The exhibition, which will tour once it has completed a six month residency at Vitra Design Museum, also highlights how some incredibly impactful cultural movements can be traced back to specific nightclubs during certain time periods and explores how these influential scenes are then carried to new spaces.

"House music and techno were born in the gay black music scenes of Detroit and Chicago, influenced by Kraftwork's pioneering electronic music of the 1970s. By the time they were mainstream in Europe those origins had been shed, Dr Rossi explained. "We want to highlight the dialogue between clubs around the world, how they influence each other with the exchange of ideas and their cultural origins. We examine music cultures as well as the clubbing cultures that accompany them."

One of the challenges of researching the design history of nightclubs is the fast-paced development of youth culture, said Dr Rossi. "They are ephemeral and evolving spaces, this makes it difficult to find historical material," she said. "Documents are not being preserved - partly because they are not being seen as important enough to be held in archives but also because people were having too much fun to collect and collate the material."

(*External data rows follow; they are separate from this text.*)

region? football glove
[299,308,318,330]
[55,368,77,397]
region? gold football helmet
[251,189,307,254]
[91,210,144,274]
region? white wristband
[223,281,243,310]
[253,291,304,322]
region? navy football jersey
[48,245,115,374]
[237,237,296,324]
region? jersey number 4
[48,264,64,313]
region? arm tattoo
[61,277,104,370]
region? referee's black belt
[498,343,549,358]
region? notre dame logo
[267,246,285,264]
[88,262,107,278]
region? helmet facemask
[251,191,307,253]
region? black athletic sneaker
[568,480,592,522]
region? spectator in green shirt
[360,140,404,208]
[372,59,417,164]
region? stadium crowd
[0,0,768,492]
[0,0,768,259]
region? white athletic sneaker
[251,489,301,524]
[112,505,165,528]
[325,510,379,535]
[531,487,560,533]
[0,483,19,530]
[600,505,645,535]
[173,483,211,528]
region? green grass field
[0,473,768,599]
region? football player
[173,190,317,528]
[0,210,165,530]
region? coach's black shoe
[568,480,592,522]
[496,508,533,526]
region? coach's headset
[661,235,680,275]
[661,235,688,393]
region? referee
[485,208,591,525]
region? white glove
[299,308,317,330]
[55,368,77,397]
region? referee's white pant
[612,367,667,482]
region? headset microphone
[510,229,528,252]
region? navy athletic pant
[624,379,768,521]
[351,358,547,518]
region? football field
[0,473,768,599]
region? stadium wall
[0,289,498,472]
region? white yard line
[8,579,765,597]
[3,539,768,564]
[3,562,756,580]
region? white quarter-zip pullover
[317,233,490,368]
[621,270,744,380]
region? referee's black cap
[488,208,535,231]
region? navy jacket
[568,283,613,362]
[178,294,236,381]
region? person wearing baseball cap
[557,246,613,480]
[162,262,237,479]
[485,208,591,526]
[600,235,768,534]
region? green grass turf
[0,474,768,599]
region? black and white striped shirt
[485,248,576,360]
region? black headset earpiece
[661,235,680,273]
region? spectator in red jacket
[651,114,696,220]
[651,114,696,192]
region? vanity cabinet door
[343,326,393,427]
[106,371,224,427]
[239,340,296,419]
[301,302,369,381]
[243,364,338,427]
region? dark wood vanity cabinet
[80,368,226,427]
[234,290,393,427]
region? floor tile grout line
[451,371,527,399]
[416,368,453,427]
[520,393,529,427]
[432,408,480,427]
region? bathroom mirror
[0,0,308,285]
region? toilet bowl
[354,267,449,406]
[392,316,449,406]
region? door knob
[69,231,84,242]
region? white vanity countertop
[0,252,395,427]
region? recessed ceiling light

This has changed with the advent of smart phones - clubbers can now post pictures and video instantaneously, capturing the vibrant and exciting atmospheres of the many different venues around the world.

"Technology has informed one of the key shifts of club culture from past to present," Dr Rossi observed. "In the pre-internet, pre-social media era, only established photographers were allowed behind the curtain to document the debauchery. The nightclub was separate to your everyday life and persona, this distinction allowed a certain degree of experimentation. That idea of it being a sealed off place of privacy and freedom is really challenged in today's Instagramable world."

One of the exhibition rooms at Night Fever: Designing Club Culture 1960 - today. picture: Vitra Design Museum - Mark Niedermann

Her exploration of the history of nightclub culture has led Dr Rossi to examine the current trend of club closures and the changing face of the London club scene. Dr Rossi is convinced there is much more to this decline than gentrification and noise objections from residents. "I'm interested in exploring the shift from hedonism to health. Especially with the rise of wellbeing and gyms - there is a definite parallel between them. Ministry of Sound have even launched their own gym called Ministry does Fitness just a stone's throw away from their south London base," she explained.

Dr Rossi believes that while change is inevitable, people are inherently social animals who enjoy being together in an environment free from convention. "People have an impulse to go out. It's been going on for centuries - they have a desire to gather in large numbers. We are in an interesting moment of transition in terms of what these spaces will look like in the future, there is plenty of further research to undertake in this area."

Dr Rossi will also deliver a talk at Vitra Design Museum on the 19th April on the Radical Design movement which first emerged in Italy during the 1960s and sought to change social conditions by means of experimental designs.